The combination of affordable housing and accessible transit is tough to find, especially in suburban and rural Minnesota. Families who want to live outside of the city (or are forced to for financial reasons) often lack public transportation to work, school, or other daily needs. I’ve personally seen clients struggle when they move from homelessness to housing when their new home is in a suburban area that’s tough to navigate without a car. The lack of easy transportation to their support network, employment opportunities, and health care leaves some people feeling isolated.
One way to overcome this issue is to develop affordable housing near the region’s strongest transit options, and that’s what The Crossing at Big Lake Station has accomplished. When the Northstar rail line opened, the city of Big Lake created a Transit-Oriented Development plan for area surrounding its rail station. One crucial aspect was mixed-income housing. The Crossings development includes 33 townhomes for low-income families, some of whom are moving out of long-term homelessness. Despite Big Lake’s exurban status, these residents walk just one block, then hop on the train for easy access to downtown Minneapolis (about 50 minutes away) or anywhere in between. Bus service extends to St. Cloud.

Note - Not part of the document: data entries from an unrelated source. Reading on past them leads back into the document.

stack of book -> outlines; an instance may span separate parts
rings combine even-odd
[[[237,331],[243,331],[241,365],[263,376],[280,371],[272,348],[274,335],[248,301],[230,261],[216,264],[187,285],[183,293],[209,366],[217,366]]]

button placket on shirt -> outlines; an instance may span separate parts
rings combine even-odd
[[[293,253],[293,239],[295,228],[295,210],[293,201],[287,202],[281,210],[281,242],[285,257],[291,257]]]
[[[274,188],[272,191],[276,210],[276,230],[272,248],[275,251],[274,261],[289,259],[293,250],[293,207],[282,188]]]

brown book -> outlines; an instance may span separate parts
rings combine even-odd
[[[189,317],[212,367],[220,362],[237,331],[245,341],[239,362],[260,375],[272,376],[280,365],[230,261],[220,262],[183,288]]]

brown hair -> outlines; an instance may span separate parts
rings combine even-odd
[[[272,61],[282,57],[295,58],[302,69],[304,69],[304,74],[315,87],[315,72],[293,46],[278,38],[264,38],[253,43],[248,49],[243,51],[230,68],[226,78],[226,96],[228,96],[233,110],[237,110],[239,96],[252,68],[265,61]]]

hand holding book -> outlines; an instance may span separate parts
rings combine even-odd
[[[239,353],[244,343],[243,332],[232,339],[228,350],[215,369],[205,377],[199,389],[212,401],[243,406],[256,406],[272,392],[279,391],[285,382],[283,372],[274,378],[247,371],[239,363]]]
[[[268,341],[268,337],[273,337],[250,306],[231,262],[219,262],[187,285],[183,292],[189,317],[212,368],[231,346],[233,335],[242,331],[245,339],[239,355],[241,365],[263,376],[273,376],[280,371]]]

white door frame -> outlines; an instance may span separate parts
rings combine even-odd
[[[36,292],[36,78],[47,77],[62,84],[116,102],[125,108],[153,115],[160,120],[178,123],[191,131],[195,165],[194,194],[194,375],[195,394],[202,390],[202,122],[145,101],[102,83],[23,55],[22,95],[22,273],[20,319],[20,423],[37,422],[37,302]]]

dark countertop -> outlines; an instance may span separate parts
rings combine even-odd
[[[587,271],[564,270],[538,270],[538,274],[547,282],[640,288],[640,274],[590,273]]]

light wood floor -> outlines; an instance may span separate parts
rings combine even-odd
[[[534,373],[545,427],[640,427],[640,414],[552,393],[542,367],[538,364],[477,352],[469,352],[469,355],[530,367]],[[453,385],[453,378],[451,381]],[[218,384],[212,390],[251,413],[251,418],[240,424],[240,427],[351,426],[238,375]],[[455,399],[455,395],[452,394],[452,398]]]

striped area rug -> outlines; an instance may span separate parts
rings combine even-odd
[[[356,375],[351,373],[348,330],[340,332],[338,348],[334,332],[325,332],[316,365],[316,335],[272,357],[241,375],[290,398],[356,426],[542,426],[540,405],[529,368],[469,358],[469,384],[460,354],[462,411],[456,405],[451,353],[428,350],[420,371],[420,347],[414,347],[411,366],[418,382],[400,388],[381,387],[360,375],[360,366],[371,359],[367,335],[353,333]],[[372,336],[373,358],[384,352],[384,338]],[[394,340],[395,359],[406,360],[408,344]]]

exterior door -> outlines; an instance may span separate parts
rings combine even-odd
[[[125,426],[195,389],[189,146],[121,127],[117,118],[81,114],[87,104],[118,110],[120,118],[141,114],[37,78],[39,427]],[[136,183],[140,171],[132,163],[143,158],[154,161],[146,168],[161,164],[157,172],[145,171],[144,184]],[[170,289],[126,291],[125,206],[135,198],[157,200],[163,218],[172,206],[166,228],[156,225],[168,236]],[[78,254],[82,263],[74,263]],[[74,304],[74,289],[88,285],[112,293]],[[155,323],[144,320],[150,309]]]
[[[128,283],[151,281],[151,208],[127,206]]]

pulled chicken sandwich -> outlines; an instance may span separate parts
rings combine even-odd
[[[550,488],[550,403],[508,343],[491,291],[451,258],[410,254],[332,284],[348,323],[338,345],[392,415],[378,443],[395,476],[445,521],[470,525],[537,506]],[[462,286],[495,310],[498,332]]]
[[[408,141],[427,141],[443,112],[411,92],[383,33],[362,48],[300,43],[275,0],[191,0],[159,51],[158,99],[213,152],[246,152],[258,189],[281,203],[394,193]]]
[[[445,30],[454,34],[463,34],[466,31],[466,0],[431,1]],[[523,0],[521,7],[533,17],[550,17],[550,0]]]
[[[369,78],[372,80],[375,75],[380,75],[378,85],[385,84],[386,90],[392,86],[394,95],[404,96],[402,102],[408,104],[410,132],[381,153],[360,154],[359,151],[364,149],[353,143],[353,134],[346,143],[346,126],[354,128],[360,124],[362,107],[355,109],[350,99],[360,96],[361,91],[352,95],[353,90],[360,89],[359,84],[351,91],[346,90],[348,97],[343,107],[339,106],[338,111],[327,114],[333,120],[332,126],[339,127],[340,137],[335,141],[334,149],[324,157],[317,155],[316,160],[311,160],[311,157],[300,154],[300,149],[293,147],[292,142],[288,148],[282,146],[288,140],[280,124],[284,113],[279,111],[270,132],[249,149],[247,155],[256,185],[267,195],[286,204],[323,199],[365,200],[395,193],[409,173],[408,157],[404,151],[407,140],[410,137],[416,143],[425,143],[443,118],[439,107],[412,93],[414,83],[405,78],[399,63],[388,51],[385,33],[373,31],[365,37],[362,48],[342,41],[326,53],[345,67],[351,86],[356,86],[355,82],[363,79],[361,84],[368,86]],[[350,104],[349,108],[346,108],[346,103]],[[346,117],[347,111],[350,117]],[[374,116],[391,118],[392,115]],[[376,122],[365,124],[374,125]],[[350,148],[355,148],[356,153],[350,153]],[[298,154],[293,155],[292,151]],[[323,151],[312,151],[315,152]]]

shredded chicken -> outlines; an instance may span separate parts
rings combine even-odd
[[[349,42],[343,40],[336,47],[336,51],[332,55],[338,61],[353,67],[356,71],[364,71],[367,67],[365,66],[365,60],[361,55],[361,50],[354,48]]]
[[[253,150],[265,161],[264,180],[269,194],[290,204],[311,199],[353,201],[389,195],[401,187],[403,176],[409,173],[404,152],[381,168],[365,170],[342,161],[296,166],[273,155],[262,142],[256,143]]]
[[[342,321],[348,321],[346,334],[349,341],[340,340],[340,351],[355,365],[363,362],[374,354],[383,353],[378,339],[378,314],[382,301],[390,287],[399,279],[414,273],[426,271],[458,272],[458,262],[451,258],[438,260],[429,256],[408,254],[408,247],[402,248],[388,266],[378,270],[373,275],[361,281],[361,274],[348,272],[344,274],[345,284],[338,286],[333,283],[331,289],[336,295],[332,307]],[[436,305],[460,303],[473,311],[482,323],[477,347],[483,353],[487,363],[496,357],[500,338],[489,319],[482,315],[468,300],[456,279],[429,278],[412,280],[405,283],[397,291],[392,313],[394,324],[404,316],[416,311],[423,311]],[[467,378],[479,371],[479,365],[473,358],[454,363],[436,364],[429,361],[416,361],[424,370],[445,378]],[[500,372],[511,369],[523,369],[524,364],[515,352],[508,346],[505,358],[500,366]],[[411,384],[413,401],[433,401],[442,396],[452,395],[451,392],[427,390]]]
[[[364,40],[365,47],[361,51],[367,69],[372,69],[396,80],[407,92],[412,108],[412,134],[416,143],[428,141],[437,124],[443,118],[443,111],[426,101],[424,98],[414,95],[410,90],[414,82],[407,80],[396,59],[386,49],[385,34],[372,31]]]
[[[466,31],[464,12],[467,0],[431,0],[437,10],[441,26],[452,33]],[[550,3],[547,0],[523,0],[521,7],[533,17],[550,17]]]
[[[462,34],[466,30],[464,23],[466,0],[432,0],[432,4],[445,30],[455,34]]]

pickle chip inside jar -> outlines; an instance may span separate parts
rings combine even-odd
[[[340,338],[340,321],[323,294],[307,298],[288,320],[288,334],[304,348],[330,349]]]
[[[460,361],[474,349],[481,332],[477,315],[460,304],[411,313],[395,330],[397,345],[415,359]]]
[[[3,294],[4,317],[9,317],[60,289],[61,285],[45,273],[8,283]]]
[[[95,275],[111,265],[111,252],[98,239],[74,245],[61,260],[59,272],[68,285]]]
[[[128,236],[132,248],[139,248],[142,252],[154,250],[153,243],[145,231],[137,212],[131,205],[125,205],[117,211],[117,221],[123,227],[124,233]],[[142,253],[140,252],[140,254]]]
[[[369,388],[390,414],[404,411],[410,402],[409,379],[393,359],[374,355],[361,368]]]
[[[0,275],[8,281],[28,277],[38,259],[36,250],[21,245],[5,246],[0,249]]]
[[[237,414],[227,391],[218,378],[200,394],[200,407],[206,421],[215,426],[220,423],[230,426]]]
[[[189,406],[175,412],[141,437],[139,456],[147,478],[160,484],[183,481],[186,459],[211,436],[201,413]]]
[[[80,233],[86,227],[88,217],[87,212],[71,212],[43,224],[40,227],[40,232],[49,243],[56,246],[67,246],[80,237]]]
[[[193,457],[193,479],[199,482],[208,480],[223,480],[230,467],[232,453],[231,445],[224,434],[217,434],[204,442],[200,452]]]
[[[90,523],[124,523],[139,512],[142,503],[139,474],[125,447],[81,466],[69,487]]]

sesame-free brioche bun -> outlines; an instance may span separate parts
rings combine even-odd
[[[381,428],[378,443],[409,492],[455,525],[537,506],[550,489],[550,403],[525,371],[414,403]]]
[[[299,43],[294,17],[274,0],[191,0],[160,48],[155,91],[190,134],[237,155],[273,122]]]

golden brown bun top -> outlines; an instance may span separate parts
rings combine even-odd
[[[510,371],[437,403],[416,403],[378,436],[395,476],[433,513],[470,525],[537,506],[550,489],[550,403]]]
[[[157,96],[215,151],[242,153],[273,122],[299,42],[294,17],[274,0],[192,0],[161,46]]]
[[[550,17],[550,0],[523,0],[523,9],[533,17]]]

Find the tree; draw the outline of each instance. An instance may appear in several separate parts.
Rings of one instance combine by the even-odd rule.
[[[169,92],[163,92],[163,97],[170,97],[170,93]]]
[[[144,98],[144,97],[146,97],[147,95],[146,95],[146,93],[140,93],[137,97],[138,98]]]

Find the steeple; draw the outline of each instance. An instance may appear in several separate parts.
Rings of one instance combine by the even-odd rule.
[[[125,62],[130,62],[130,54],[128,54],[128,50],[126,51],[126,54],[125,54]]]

This development isn’t perfect, of course, with one key challenge being that the Northstar only runs at rush hours most days (just as with many other suburban/exurban transit options). Residents whose lives don’t operate on a 9-to-5 schedule may still struggle to meet their transportation needs. Still, this combination of affordable housing and decent transit is better than what many small cities can offer their residents. There are few other places in Minnesota where someone could live 40 miles from a downtown area and still get there in a reasonable amount of time without a car.
As rail advocates push for expanded Northstar service and additional lines, communities along these routes should take notice. Rail transit, when paired with affordable housing, offers a unique opportunity for residents of low or modest incomes to stay connected, productive, and healthy in the place they call home.